Electrocatalitic Detection of Hydrazine Using Chemically Modified Electrodes with Cobalt Pentacyanonitrosylferrate Adsorbed on the 3–Aminopropylsilica Surface

Cobalt pentacyanonitrosylferrate on the aminopropylsilica silica gel surface (SiCoNP) was previously prepared following two steps. The electrochemical behavior of SiCoNP modified electrode showed two redox couples, the first and second redox couples were observed at anodic potential (Epa)1 = 0.36 and 0.60 V vs. Ag/AgCl attributed to the oxidation of Co(II) to Co(III) and Fe(II)(CN)5NO/Fe(III)(CN)5NO, respectively.

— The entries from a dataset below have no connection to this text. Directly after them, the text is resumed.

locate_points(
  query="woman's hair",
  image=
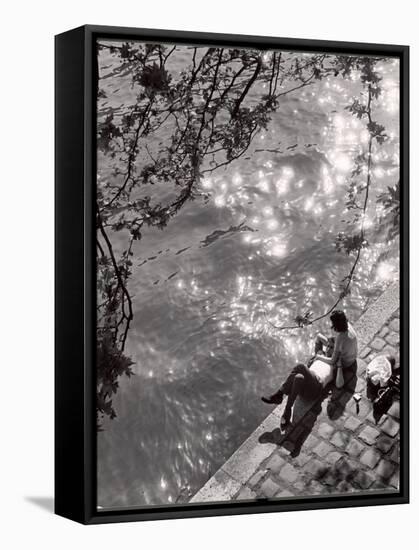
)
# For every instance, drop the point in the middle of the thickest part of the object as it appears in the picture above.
(339, 321)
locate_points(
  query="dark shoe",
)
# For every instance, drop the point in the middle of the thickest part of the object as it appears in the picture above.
(285, 421)
(273, 400)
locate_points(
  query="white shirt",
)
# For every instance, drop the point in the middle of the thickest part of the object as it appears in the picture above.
(346, 347)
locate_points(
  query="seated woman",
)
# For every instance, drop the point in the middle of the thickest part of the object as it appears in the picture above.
(309, 382)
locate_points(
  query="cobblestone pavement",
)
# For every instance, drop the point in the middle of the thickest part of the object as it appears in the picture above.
(334, 446)
(337, 447)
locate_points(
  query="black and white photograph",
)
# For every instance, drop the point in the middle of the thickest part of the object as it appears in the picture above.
(247, 274)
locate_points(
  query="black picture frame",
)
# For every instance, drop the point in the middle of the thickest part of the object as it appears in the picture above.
(75, 420)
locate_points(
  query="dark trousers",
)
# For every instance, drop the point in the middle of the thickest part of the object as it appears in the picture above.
(301, 381)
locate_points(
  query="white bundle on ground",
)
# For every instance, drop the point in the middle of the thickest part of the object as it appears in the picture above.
(379, 370)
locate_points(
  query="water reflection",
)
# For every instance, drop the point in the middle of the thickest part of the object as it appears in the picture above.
(261, 247)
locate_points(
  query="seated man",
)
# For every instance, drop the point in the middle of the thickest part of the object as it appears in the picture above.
(308, 382)
(341, 352)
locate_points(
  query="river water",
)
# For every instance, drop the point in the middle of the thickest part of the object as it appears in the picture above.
(261, 248)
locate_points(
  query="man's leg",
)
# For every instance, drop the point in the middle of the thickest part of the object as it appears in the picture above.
(287, 386)
(297, 388)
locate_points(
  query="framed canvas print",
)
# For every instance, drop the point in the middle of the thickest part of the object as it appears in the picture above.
(231, 274)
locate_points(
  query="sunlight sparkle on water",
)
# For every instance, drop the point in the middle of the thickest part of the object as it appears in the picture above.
(385, 271)
(264, 185)
(237, 179)
(219, 201)
(273, 224)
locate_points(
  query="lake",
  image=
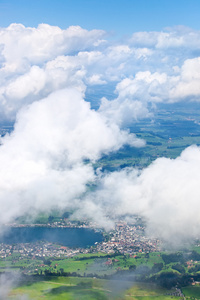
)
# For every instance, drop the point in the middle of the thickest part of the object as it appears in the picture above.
(69, 237)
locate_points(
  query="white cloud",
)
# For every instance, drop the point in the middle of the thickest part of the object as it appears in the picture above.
(42, 160)
(166, 194)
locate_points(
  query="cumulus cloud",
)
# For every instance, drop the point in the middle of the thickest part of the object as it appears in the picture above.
(42, 160)
(166, 194)
(48, 158)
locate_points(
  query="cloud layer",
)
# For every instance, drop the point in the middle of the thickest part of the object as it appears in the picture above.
(47, 159)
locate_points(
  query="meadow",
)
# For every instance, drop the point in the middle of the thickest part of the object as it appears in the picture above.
(89, 289)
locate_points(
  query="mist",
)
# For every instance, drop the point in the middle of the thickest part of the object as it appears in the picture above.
(47, 161)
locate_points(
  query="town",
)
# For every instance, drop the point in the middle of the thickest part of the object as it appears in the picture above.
(124, 239)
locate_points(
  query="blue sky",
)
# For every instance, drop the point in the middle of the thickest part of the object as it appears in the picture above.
(117, 16)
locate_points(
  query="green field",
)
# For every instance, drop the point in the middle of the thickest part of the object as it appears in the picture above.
(86, 289)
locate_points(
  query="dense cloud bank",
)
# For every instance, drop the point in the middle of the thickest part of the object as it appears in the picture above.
(47, 160)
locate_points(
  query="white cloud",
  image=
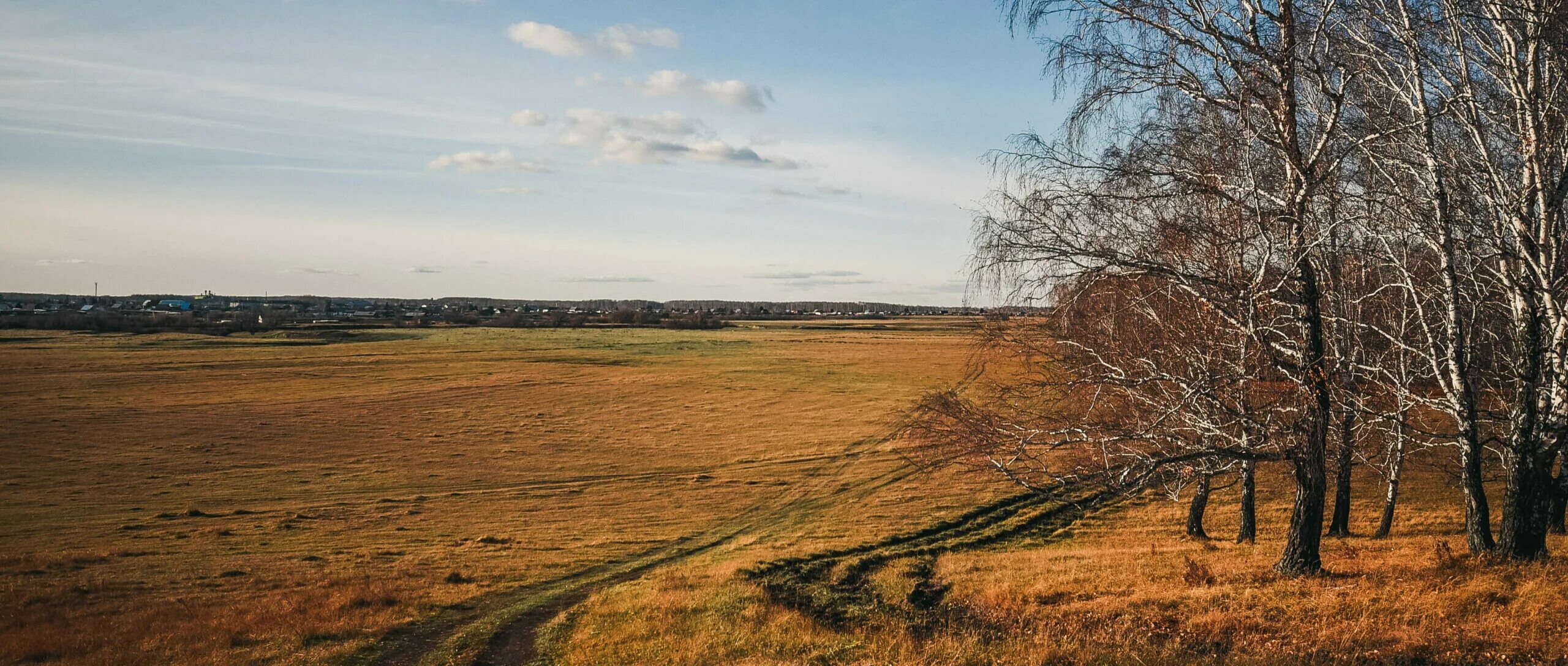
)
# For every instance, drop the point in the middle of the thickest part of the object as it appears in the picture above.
(593, 126)
(479, 162)
(739, 94)
(622, 40)
(675, 83)
(608, 279)
(656, 140)
(723, 152)
(527, 118)
(551, 40)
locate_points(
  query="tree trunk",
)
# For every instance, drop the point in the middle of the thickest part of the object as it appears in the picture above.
(1340, 524)
(1200, 505)
(1477, 511)
(1305, 536)
(1249, 532)
(1556, 522)
(1528, 497)
(1396, 466)
(1526, 505)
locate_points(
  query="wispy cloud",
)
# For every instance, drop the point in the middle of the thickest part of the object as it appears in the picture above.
(608, 279)
(479, 162)
(622, 40)
(800, 275)
(322, 272)
(513, 190)
(676, 83)
(529, 118)
(657, 140)
(821, 192)
(827, 283)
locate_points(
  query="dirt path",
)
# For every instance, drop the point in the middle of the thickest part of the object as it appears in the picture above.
(502, 627)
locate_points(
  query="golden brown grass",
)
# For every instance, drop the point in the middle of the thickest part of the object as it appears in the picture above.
(190, 500)
(1128, 588)
(178, 499)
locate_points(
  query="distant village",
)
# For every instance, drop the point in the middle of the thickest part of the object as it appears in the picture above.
(228, 314)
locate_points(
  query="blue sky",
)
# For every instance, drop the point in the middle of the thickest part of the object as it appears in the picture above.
(510, 149)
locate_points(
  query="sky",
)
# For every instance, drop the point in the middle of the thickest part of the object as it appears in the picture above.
(505, 149)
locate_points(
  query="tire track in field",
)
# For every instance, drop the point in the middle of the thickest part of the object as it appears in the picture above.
(502, 627)
(833, 586)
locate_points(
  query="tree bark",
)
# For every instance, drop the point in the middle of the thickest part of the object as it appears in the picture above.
(1249, 525)
(1477, 510)
(1526, 499)
(1200, 505)
(1305, 536)
(1526, 507)
(1340, 524)
(1396, 465)
(1556, 521)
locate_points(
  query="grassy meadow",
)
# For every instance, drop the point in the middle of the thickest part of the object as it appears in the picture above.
(287, 499)
(290, 499)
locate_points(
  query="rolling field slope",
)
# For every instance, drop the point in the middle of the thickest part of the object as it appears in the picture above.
(289, 499)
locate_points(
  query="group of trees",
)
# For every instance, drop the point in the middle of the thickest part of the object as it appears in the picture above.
(1280, 231)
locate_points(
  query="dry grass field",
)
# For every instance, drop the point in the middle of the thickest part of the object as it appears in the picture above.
(289, 499)
(1120, 586)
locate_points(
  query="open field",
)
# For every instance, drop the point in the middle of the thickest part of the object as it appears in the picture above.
(176, 499)
(636, 496)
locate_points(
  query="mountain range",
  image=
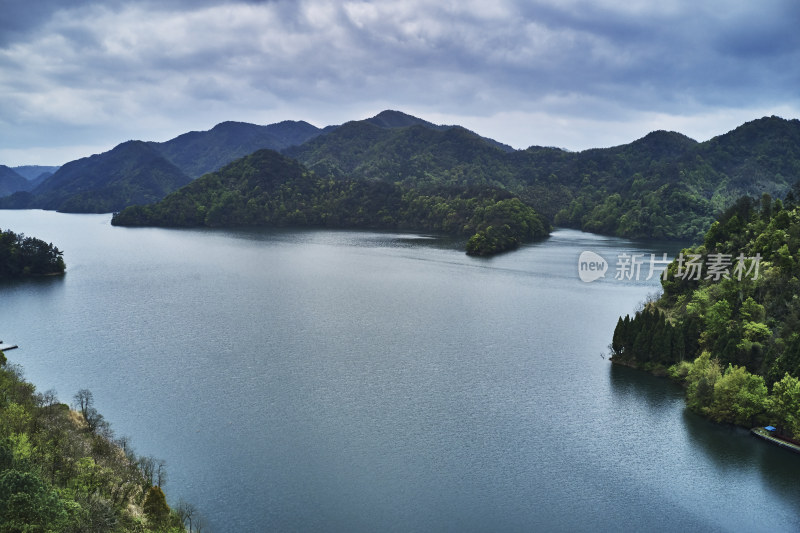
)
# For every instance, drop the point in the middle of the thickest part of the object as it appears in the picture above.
(664, 185)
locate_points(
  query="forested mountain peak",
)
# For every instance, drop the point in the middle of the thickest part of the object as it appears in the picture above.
(768, 135)
(664, 143)
(34, 172)
(132, 172)
(398, 119)
(199, 152)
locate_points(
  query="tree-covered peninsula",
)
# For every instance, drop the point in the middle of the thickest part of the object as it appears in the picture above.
(269, 189)
(28, 256)
(64, 471)
(728, 322)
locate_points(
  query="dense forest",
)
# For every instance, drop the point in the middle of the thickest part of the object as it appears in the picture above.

The modified carbon paste electrode with SiCoNP was tested in the hydrazine electrooxidation. In the hydrazine electrooxidation, the H+ release was observed and the two metal centers are involved in this process. The proposed mechanism has been described and based on studies of the effect of hydrogen ion concentration in the redox process of bivalent compound formed. Thus a large increase in hydrogen ion concentration promotes the formation of an intermediate electroactive species with an anodic peak at 0.56 V. The nature of this species is not well established but may be related to protonation of cyanide or NO groups present. The modified graphite paste electrode presented a limit of detection of 2.38×10-4 mol L-1 and amperometric sensitivity of 1.37×10-6 A.mol-1.L.